Thank you for your time and guidance!

Regards

[uenoku]

The generated scripts will provide a simulation interface inspired by Chisel, including poke and peek methods. The generated scripts is like the generated C++ header and is used by other testbenches written in Python.

One possible direction is to implement industry standard VPI. By doing so we should be able to execute arc model from frameworks like cocotb relatively easily.

[gtxzsxxk]

Hi,

One possible direction is to implement industry standard VPI

To me, it might be what acrilator is expected to implement, i.e. emitting some IR that calls callback functions in certain conditions.

be able to execute arc model from frameworks like cocotb relatively easily.
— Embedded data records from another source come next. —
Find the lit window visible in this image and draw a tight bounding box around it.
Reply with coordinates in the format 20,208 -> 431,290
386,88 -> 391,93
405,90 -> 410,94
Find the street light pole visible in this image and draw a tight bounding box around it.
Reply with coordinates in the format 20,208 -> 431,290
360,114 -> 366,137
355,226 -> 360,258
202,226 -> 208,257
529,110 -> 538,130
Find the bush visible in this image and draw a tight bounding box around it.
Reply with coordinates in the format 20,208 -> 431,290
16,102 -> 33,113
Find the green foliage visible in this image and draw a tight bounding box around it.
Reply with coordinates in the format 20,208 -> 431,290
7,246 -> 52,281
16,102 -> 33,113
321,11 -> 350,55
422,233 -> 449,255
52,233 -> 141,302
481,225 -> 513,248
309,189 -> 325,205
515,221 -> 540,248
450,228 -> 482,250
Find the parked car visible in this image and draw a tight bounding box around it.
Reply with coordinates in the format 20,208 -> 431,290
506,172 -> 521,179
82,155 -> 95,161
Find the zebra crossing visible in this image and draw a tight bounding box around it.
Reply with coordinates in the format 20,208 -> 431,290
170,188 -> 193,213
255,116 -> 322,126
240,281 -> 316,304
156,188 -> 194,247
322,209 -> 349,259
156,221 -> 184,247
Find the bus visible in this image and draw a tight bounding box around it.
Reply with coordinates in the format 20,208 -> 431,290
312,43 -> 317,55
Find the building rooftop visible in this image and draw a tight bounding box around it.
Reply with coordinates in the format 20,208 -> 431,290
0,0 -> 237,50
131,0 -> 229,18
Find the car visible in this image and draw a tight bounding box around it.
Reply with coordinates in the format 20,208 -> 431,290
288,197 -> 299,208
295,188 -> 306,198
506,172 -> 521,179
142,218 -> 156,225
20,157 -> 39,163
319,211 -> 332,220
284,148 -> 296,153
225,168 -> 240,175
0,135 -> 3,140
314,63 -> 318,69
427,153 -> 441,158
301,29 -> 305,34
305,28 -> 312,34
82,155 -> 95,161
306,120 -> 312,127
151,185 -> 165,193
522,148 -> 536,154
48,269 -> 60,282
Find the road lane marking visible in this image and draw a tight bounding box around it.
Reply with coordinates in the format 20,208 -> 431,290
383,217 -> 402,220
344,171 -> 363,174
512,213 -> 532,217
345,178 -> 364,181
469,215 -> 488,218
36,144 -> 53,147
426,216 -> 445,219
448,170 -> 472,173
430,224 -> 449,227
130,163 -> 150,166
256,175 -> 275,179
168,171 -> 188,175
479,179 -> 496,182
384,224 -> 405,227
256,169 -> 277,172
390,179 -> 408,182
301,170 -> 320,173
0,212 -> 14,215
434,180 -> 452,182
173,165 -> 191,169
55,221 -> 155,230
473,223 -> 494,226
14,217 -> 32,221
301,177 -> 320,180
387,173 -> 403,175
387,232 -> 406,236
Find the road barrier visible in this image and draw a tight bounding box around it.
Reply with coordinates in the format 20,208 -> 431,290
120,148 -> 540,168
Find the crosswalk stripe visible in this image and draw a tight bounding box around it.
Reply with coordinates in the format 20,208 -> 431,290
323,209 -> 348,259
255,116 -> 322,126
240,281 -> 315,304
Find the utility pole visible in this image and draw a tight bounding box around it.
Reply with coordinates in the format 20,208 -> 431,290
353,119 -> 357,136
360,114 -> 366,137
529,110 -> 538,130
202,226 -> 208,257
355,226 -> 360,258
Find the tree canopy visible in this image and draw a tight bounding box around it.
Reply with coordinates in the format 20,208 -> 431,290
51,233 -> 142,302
This seems too heavy and beyond what I want to do. If we want the acrilator to be one of the backends in cocotb, we might need to modify arcilator itself. However, my idea mainly focuses on forking the C++ header generator, providing a way for Python code that wants to call the arcilator's artifacts as well. The generated Python code will execute the produced IR with llvmlite in a single thread like the existing C++ arcilator simulation code. So cocotb's coroutine and simulation framework seems having limited usage in this situation.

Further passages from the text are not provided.